Executável é um Banco de Dados SQLite

Transformar um executável em um formato de banco de dados SQLite desperta tanto admiração pela criatividade quanto ceticismo quanto à sua praticidade. Comentadores destacam que essa abordagem poderia unificar ferramentas, tornar binários consultáveis com SQL e até servir como contêiner para código, dados e plugins, mas enfatizam trade-offs sérios, como a perda de compartilhamento baseado em `mmap`, maior uso de memória e complexidade ao adaptar o layout de armazenamento do SQLite.
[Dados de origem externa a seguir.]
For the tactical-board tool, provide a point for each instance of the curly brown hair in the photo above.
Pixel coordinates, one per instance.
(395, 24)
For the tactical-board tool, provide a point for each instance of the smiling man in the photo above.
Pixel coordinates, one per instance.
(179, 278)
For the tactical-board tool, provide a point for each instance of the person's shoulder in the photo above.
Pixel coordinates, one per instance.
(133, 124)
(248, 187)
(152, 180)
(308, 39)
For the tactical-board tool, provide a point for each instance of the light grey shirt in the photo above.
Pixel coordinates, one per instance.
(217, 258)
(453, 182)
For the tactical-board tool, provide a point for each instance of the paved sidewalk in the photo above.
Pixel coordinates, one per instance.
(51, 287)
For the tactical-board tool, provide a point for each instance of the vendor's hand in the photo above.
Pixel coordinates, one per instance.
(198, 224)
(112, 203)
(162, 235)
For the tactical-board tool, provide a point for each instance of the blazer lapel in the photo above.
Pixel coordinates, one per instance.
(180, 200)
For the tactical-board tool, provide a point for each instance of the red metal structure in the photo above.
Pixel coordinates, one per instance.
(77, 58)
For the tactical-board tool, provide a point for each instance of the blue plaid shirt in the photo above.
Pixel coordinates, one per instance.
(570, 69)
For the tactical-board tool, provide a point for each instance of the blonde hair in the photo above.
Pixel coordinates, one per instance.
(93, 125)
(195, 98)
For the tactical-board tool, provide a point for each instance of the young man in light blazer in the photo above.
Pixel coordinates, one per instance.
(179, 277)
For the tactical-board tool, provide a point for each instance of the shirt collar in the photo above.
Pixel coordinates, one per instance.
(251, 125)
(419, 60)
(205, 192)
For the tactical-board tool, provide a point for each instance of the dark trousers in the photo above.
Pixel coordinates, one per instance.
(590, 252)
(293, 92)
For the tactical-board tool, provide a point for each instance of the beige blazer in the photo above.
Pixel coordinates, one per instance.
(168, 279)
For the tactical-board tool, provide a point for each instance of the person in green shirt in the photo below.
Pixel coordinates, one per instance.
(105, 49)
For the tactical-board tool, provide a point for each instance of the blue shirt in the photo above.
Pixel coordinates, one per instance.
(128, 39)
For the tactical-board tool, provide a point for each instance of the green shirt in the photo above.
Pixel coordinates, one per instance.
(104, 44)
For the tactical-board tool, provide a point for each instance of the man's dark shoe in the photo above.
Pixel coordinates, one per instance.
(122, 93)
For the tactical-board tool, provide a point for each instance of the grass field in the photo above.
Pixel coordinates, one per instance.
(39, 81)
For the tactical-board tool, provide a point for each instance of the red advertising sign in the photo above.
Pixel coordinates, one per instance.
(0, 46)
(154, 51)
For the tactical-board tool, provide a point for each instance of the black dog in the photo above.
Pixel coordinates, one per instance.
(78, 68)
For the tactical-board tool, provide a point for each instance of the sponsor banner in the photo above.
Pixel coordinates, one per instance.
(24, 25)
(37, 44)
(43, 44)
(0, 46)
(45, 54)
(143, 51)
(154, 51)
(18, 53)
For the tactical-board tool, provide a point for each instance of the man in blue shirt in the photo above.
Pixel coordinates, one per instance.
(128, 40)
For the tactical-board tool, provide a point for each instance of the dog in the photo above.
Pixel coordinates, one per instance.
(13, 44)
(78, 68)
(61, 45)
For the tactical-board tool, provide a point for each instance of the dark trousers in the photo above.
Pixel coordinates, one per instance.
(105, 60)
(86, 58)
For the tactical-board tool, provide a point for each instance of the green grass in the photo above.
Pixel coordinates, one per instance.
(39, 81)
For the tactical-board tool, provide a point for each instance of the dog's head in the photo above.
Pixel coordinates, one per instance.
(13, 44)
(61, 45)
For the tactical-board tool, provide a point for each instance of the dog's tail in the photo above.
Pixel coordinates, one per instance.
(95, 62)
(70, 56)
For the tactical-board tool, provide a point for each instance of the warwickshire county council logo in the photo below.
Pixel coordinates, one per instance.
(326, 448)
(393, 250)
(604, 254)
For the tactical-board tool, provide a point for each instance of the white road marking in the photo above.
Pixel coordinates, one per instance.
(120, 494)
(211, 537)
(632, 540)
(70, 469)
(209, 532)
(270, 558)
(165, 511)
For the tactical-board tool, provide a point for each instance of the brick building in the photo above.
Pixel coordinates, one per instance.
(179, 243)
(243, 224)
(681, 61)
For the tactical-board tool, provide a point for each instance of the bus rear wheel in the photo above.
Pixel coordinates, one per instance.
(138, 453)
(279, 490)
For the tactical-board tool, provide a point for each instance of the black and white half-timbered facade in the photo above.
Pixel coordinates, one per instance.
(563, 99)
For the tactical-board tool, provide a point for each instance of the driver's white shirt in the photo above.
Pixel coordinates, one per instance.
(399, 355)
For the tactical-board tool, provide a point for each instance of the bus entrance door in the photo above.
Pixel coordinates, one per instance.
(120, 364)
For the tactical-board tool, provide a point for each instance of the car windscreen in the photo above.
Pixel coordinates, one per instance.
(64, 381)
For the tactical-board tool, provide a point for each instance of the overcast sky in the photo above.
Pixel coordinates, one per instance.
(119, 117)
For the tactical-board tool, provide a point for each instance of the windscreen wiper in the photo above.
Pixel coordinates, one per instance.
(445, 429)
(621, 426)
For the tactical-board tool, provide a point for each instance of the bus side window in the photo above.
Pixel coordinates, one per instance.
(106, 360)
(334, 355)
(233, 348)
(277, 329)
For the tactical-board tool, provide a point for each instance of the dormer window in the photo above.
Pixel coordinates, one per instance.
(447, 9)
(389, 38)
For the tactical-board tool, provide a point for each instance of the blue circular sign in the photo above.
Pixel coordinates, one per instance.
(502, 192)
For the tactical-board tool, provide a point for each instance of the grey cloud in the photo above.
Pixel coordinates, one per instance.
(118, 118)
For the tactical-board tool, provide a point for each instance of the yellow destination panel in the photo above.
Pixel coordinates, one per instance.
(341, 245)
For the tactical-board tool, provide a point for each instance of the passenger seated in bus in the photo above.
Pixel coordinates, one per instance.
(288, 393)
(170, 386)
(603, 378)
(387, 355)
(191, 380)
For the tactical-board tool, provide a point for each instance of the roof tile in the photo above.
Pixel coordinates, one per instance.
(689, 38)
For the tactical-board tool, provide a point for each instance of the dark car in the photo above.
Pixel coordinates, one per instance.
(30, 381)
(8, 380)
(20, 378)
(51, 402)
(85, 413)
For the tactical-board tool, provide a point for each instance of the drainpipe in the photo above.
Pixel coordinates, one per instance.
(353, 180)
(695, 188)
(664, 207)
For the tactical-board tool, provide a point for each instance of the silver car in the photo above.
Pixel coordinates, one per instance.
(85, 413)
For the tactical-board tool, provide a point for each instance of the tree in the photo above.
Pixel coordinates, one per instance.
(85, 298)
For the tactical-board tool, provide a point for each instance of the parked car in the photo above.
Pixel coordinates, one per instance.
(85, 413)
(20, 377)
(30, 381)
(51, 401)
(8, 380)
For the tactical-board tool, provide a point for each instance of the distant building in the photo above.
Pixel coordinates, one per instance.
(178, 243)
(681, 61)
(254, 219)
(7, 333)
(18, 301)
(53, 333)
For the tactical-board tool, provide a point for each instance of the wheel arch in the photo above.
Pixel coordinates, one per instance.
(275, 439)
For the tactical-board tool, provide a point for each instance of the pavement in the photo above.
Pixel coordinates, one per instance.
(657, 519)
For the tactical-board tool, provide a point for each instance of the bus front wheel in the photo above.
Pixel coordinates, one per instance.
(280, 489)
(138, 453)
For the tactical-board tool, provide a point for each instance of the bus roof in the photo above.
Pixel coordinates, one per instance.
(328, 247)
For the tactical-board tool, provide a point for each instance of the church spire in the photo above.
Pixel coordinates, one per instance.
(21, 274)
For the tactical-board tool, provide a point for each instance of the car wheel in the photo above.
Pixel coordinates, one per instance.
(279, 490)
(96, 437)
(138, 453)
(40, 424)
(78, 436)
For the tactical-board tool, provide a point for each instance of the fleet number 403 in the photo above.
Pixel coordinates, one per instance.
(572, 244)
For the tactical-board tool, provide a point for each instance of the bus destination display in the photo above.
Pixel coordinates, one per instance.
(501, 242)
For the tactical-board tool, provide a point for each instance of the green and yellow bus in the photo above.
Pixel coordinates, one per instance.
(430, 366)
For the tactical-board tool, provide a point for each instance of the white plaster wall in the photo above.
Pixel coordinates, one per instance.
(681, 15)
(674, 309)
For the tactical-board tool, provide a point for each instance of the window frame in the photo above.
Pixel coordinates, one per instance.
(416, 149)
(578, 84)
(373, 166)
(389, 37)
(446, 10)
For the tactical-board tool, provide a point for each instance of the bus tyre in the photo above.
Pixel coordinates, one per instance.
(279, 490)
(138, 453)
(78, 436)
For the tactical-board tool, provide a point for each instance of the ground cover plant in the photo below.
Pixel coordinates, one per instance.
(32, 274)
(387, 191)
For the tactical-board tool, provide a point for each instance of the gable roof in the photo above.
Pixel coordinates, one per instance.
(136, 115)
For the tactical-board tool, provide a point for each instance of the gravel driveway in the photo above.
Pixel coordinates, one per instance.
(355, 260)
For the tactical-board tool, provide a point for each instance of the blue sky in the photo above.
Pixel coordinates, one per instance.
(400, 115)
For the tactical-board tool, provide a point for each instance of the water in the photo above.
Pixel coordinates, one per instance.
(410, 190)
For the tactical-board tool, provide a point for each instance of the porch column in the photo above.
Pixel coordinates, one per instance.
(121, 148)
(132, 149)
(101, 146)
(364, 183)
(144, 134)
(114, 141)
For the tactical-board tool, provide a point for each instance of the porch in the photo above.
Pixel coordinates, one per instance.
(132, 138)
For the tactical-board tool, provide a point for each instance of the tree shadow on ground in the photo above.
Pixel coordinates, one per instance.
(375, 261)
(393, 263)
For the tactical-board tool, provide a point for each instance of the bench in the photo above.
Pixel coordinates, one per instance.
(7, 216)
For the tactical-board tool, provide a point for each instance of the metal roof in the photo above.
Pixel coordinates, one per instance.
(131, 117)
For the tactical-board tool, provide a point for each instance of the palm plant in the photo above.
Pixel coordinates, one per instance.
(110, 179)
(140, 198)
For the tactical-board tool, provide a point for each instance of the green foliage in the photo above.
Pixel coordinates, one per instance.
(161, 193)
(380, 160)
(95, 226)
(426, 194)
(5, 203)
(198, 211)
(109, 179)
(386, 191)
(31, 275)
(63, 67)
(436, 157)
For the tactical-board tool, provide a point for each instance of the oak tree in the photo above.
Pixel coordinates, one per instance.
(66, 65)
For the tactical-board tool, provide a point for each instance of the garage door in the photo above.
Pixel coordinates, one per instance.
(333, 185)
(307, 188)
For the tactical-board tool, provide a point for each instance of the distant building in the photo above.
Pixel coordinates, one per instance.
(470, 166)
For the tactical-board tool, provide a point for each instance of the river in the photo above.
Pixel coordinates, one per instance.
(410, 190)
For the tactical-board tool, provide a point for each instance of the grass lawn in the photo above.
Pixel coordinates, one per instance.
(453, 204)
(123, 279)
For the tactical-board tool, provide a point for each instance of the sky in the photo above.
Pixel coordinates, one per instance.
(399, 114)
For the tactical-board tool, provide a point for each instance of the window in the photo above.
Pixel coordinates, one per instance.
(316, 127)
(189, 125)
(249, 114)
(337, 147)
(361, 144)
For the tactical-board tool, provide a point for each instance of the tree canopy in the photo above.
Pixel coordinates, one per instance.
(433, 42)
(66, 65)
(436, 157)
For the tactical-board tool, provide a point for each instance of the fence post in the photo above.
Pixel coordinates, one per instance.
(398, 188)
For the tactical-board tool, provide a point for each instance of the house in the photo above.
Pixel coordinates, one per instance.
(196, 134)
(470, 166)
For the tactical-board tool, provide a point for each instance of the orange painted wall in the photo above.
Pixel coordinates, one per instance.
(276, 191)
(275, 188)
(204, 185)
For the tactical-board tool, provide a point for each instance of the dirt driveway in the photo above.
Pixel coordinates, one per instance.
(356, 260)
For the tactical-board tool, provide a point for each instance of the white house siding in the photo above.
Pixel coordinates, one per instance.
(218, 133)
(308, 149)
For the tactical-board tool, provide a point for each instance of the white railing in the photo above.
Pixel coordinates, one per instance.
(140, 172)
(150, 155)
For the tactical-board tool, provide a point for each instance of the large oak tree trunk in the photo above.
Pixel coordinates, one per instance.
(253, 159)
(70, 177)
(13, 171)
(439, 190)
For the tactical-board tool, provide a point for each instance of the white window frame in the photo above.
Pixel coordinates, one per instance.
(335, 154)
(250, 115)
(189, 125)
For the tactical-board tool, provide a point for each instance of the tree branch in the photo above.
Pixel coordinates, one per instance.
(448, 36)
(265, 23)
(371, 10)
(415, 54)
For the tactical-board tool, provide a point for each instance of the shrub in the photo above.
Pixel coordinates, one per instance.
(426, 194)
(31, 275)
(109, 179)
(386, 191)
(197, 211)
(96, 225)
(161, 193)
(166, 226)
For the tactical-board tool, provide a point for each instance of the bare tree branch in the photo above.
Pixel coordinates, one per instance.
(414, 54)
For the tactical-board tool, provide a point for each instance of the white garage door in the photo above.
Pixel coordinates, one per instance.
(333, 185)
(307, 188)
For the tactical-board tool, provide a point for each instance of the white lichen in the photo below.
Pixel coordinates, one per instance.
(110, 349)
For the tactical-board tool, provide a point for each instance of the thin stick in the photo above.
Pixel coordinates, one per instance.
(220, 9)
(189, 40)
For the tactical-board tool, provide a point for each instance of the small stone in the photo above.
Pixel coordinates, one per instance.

A conversa se amplia para uma ideia recorrente em design de sistemas — substituir ou apoiar sistemas de arquivos, executáveis e até serviços de SO com abstrações baseadas em banco de dados — enquanto questiona até onde essa tendência de “SQLite para tudo” deve ir.

Reações gerais

  • Muitos leitores acharam o projeto divertido, engenhoso e um “ótimo projeto de hacker”, especialmente pelo uso de bibliotecas dinâmicas e de detalhes internos de ELF.
  • Outros apreciaram a inventividade, mas não sentiram que ele resolvesse um problema urgente para usuários típicos; pareceram considerar mais claramente útil para pessoas que já manipulam binários ELF.
  • Vários compararam a ideia a conceitos existentes: imagens de Smalltalk/Lisp/Forth, contêineres no estilo zip/JAR, redbean, DBOS, AS/400/PICK e noções de sistemas operacionais do tipo “tudo é um banco de dados”.

Formato do executável e trade-offs de desempenho

  • Principal preocupação: segmentos de texto são copiados para fora das B-trees do SQLite em vez de serem mmap-ados.
    • Isso impede o compartilhamento de páginas de texto entre processos e prejudica a eficiência de memória e swap, especialmente em sistemas com muitas bibliotecas dinâmicas.
  • Alguns sugeriram:
    • Alinhar e preencher BLOBs para que se tornem regiões alinhadas a páginas e mmap-áveis.
    • Aumentar o tamanho da página do SQLite (por exemplo, 64 KB) para obter grandes áreas contíguas.
    • Escrever um VFS personalizado do SQLite para separar cabeçalhos dos dados.
    • Usar conversão SELF→ELF no momento do carregamento, para que o binário em execução seja um ELF normal.
  • Vários observaram que evitar cópias e permitir mmap é “o ponto central” dos formatos executáveis, então esse trade-off não é trivial.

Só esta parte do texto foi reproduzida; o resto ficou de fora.